Bölüm 4: Göz

1.7K 111 15
                                    

    Zeynep gelene kadar Hayal ve Barış bir buçuk saat boyunca yalnız kaldılar. "Allah aşkına, nereden geliyor bu kız?" Hayal'in sabrı gittikçe tükeniyordu.

    "Hastanede işi varmış. Acil dedim ama belli ki orada da acil işler var. Merak etme gelir şimdi."

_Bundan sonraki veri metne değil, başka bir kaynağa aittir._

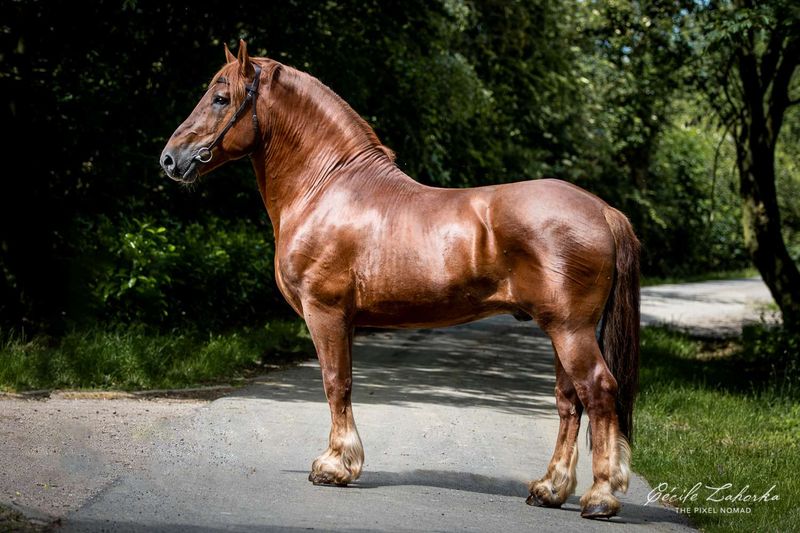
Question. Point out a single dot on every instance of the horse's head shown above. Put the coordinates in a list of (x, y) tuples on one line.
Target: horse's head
[(223, 125)]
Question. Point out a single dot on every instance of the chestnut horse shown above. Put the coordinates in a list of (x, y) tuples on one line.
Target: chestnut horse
[(359, 243)]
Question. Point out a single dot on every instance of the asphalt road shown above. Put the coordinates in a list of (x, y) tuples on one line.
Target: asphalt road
[(454, 421)]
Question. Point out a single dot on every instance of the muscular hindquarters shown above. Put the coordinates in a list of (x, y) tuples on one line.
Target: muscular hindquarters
[(558, 251)]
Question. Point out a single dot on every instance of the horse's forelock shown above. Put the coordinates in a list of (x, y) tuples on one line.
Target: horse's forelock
[(236, 81)]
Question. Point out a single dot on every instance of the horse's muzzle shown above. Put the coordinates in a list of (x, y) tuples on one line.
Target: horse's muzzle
[(179, 169)]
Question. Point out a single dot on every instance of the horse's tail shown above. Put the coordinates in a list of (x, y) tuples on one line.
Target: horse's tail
[(619, 338)]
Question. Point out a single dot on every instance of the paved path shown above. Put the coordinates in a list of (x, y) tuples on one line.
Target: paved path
[(711, 308), (454, 421)]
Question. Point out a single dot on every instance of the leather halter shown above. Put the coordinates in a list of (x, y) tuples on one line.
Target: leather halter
[(203, 154)]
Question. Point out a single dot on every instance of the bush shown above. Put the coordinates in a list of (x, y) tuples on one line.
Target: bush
[(778, 350), (133, 357), (213, 274)]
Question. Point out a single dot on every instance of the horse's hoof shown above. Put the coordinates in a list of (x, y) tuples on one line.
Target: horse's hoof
[(535, 501), (600, 510), (323, 478)]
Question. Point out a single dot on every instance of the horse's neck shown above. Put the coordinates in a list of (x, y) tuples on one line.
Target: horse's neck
[(314, 139)]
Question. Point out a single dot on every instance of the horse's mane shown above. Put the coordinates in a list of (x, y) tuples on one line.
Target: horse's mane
[(331, 104)]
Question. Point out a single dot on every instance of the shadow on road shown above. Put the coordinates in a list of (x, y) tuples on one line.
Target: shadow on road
[(496, 363)]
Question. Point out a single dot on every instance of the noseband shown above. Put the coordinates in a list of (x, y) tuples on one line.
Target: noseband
[(203, 154)]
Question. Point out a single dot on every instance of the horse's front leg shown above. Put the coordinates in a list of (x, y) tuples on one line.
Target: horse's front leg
[(333, 338)]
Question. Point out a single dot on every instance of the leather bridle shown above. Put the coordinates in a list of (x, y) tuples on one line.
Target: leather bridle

    Hayal günün ilerleyişinin daha tuhaf bir hale bürünebileceğini düşünmemişti. Beklediğinin aksine Barış ondan kaçmamış, dahası bir açıklama için ısrar etmeden Hayal'in yanında kalmıştı. Genelde yaptığı gibi onu ne kadar sevdiğinden de bahsetmiyordu. Ona haksızlık ettiğini düşünmeye başlıyordu. Eğer bir gün aşk konusunu kapatırsa arkadaş bile olabilirlerdi.

    Hayal, anahtar sesi duyduğunda oturduğu yerden fırlayıp kapıya koştu. Zeynep, Hayal'in kendi rızasıyla kapıya gelişinden durumun gerçekten çok kötü olduğu sonucuna vardı. Endişeyle, "Ne oldu?" diye sordu. Barış'ın hala orada ve ölmemiş olduğunu görmek de bu endişeyi pekiştirmişti.

    "Zeynep çok kötü şeyler oldu. En başından anlatmam gerek ama hepsinden önce sana bugün okuduğum bir haberi göstermem lazım." Hayal, Zeynep'i bilgisayarın önüne çekti. Haber zaten ekranda açık duruyordu. Haberi çabucak okuyan Zeynep, "Bu Umut Karayel, o mu?" diye sordu şaşkın ama temkinli bir şekilde. "Evet." Hayal'in sesi her zamankinin aksine güvensiz çıkmıştı.

    "Çok üzüldüğümü söyleyemem sanırım. Tüm bunlar, bu yüzden mi?"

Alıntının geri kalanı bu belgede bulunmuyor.